One schmuck started ranting about assault weapons stuff. I usually get pretty hot about this, but instead calmly asked if it was his practice to use the dead to promote a political agenda, or was this a special occasion. He wandered off, I guess realizing he'd overstepped.

Not on the backs of the dead.

Be it a strong, beautiful wood, long-lasting a great boundary
'Have you a story?'
Peace to sky
be it so lasting to the ninth Generation

We poured out the small bottle of burbon we use for offerings to the Queen, and inside I wonder how a land like this could ever be at peace. My small ritual? Two devotees to the Great Queen against this kind of horror is not even a drop in the bucket, yet….it’s a start.

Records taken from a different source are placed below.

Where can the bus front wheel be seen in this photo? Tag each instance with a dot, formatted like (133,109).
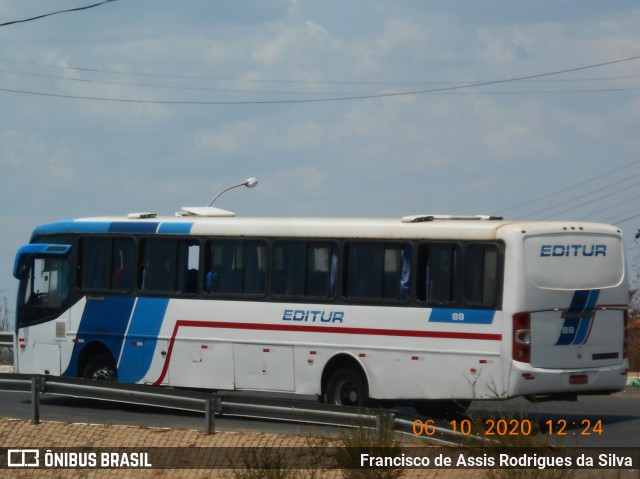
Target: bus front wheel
(347,388)
(101,368)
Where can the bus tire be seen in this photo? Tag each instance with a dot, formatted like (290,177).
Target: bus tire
(101,367)
(346,387)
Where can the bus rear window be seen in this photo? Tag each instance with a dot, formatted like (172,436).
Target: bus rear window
(574,261)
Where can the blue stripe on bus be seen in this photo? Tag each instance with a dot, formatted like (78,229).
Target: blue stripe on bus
(104,320)
(141,340)
(585,322)
(133,227)
(575,328)
(176,228)
(462,316)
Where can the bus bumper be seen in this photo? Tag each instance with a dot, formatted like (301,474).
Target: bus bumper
(526,380)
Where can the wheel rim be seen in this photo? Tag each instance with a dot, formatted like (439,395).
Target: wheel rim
(347,393)
(103,374)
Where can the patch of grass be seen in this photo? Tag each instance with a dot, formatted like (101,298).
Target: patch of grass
(380,441)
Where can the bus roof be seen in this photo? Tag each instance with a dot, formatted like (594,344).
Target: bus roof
(408,227)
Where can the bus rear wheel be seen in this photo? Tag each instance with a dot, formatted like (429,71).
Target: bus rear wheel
(101,368)
(347,388)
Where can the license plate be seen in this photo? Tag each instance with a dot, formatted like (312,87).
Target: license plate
(578,379)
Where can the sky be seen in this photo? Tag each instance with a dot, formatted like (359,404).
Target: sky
(359,108)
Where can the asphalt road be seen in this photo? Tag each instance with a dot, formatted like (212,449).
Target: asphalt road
(592,421)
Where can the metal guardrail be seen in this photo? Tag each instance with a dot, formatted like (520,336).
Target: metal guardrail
(212,404)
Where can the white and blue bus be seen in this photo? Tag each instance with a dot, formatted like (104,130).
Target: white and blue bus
(415,310)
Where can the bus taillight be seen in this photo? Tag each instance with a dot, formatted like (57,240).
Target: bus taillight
(522,337)
(625,343)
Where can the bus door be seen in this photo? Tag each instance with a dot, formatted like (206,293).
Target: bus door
(43,271)
(577,305)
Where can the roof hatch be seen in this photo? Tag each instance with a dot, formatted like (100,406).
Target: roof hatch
(426,218)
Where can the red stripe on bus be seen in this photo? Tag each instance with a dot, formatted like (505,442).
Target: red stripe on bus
(318,329)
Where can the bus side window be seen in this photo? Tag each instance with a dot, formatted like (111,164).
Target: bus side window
(236,267)
(481,267)
(439,275)
(379,271)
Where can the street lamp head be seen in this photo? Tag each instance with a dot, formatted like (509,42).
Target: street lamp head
(249,183)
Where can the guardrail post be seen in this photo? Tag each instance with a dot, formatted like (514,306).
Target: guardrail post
(384,420)
(210,416)
(212,406)
(37,385)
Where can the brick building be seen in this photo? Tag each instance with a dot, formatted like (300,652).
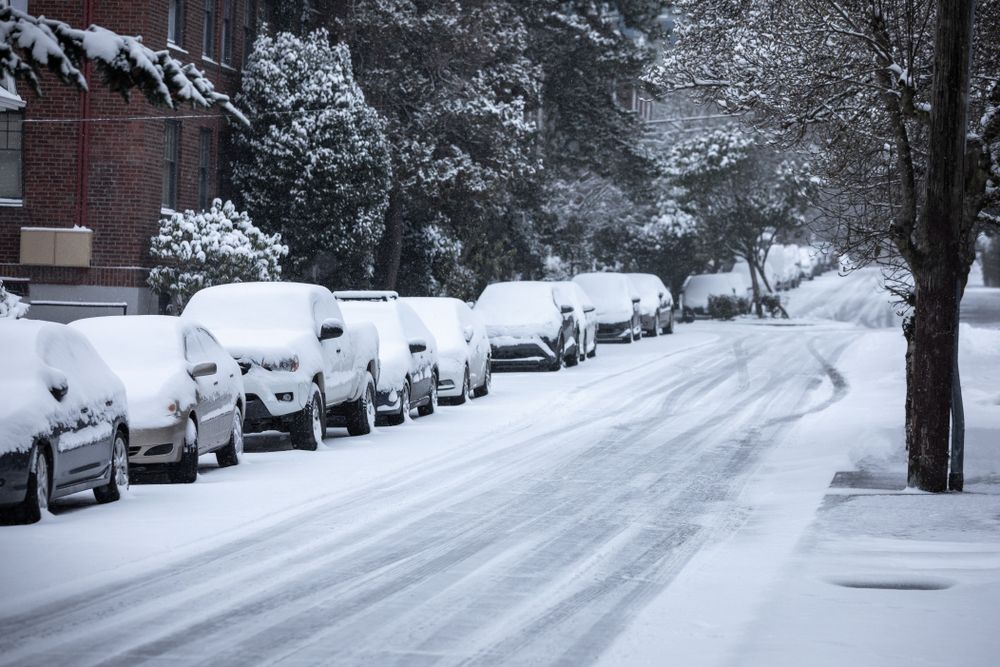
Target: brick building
(109,168)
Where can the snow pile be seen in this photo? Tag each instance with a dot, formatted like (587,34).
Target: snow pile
(213,247)
(11,306)
(38,359)
(519,309)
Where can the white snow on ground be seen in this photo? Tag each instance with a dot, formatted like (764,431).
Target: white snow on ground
(668,502)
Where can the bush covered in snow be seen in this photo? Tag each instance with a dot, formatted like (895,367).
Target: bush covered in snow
(314,163)
(213,247)
(11,305)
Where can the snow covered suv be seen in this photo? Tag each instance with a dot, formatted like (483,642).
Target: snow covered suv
(301,362)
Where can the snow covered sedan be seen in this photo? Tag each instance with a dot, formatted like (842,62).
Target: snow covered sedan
(527,329)
(63,420)
(656,304)
(584,316)
(463,347)
(618,318)
(185,393)
(301,363)
(407,355)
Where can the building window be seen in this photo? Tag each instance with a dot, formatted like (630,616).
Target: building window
(171,153)
(227,31)
(208,37)
(204,163)
(175,22)
(11,184)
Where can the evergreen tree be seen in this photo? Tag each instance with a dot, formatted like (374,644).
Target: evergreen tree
(314,162)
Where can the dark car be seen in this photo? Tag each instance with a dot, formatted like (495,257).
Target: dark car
(63,420)
(526,327)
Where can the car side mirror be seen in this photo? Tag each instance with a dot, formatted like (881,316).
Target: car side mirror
(331,328)
(203,369)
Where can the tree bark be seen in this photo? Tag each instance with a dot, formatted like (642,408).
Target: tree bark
(938,279)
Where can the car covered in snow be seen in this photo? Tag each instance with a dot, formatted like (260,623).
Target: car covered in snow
(302,364)
(584,316)
(407,357)
(698,288)
(656,304)
(526,327)
(185,393)
(63,420)
(618,318)
(463,347)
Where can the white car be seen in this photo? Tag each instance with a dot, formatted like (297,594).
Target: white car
(63,420)
(301,363)
(584,316)
(185,393)
(407,357)
(463,347)
(617,302)
(656,304)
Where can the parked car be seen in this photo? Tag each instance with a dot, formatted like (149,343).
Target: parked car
(584,316)
(185,393)
(656,304)
(301,364)
(618,318)
(698,288)
(407,356)
(525,326)
(463,347)
(63,420)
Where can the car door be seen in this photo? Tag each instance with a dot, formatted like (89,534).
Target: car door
(84,435)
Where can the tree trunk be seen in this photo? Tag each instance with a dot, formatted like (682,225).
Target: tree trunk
(390,250)
(938,276)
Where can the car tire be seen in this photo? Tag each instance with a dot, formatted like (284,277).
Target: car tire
(428,408)
(118,482)
(231,454)
(309,425)
(361,413)
(487,385)
(404,407)
(185,471)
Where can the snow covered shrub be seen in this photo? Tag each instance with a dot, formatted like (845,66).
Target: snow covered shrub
(213,247)
(10,305)
(314,163)
(725,307)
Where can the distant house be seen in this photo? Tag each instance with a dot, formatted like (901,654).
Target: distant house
(85,178)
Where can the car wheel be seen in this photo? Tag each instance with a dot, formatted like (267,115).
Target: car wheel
(231,454)
(361,417)
(432,400)
(404,407)
(309,427)
(487,385)
(118,483)
(186,470)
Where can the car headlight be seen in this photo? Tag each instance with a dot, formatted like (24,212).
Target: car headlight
(289,364)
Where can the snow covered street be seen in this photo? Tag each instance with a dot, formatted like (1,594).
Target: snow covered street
(602,512)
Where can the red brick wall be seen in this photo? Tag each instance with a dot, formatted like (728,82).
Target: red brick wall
(125,161)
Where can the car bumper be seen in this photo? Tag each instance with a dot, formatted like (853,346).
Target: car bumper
(13,477)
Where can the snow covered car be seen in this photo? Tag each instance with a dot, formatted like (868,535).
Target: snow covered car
(185,393)
(463,347)
(656,304)
(63,420)
(407,356)
(618,318)
(584,316)
(527,329)
(698,288)
(301,364)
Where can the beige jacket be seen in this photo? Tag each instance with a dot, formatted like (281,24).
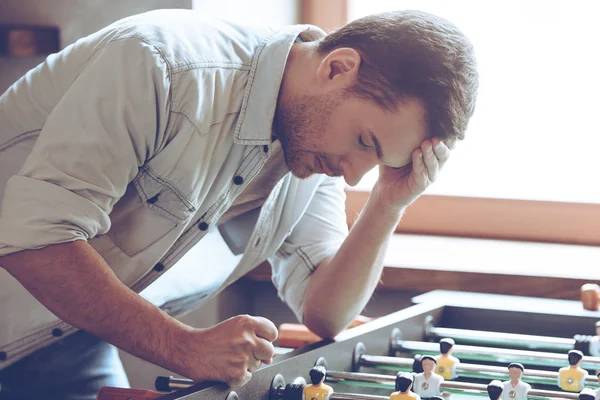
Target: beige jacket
(136,139)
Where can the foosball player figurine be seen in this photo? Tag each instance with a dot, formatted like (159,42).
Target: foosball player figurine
(495,389)
(595,342)
(404,381)
(427,383)
(587,394)
(446,362)
(317,390)
(572,378)
(515,388)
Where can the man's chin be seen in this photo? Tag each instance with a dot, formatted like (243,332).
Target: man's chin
(301,171)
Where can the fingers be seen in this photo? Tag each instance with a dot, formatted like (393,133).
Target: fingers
(263,350)
(265,329)
(240,380)
(431,162)
(435,154)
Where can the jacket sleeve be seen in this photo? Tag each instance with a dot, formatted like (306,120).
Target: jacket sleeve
(109,121)
(319,234)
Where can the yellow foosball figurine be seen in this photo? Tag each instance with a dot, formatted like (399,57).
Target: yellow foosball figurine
(587,394)
(404,381)
(317,390)
(446,362)
(572,378)
(495,389)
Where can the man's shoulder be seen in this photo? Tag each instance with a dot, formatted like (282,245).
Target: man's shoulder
(187,38)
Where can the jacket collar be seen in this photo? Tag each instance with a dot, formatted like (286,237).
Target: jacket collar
(255,122)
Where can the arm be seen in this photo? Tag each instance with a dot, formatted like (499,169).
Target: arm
(109,122)
(74,282)
(351,275)
(344,277)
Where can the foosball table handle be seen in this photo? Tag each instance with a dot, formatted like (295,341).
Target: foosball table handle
(590,295)
(111,393)
(296,335)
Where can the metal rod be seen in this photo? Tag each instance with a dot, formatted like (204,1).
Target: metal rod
(472,370)
(353,396)
(495,354)
(531,342)
(388,380)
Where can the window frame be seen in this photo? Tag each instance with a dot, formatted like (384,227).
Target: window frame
(491,218)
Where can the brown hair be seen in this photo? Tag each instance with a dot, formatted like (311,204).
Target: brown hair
(413,54)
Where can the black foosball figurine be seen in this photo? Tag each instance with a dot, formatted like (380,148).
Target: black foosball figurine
(317,390)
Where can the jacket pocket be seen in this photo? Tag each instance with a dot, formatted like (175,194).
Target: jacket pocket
(150,209)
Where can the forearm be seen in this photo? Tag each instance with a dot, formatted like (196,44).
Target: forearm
(74,282)
(340,288)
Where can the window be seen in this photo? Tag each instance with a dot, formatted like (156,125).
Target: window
(535,133)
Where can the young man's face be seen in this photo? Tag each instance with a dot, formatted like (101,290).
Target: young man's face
(428,365)
(515,373)
(338,134)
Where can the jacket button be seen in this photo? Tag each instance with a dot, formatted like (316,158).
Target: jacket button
(153,199)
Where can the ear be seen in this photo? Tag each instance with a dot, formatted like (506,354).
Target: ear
(339,68)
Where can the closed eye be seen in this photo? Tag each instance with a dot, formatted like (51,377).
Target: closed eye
(362,144)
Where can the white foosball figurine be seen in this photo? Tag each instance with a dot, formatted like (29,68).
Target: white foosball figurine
(515,388)
(404,382)
(427,383)
(595,342)
(495,389)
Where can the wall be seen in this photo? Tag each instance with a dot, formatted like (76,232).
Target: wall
(74,18)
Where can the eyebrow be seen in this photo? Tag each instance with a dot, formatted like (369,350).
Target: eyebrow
(377,146)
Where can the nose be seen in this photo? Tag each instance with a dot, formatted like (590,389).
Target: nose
(354,170)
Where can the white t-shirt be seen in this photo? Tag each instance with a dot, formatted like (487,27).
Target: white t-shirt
(519,392)
(427,387)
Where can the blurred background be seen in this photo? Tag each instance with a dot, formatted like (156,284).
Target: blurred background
(516,210)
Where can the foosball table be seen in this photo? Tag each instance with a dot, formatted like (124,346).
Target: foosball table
(488,333)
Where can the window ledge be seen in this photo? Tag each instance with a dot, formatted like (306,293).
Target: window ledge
(423,263)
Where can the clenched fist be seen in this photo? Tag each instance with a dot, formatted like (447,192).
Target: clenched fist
(230,351)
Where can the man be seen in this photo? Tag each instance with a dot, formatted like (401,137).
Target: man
(495,389)
(515,388)
(404,382)
(317,390)
(572,378)
(122,151)
(595,342)
(427,383)
(446,363)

The stories of the dead are retold every year because it helps the living cope and heal.
I wonder if that's best for the dead and tell my partner, and she thinks about it.  We need to honor and remember the dead, but we also need to let them go. We've spend a year as a community calling out the names of the dead. Its like trying to leave a room but hearing someone call your name constantly, the dead look back, we keep them here to some extent as we mourn. And I think honoring them and asking for peace feels right, the only thing to do to both honor them and let them rest.  We drive home through the rain, a 10 minute ride.  I watch one raindrop, and doubt that one drop, one ritual, one offering, one invocation can wash away so much blood and pain.

But then I remember, this rain was what broke the worst drought in the state’s history. Put out wildfires everywhere, and restored the dead plants and grass. One drop does not end the drought. No drops continue the drought…

I'll keep doing it. One drop here, one there.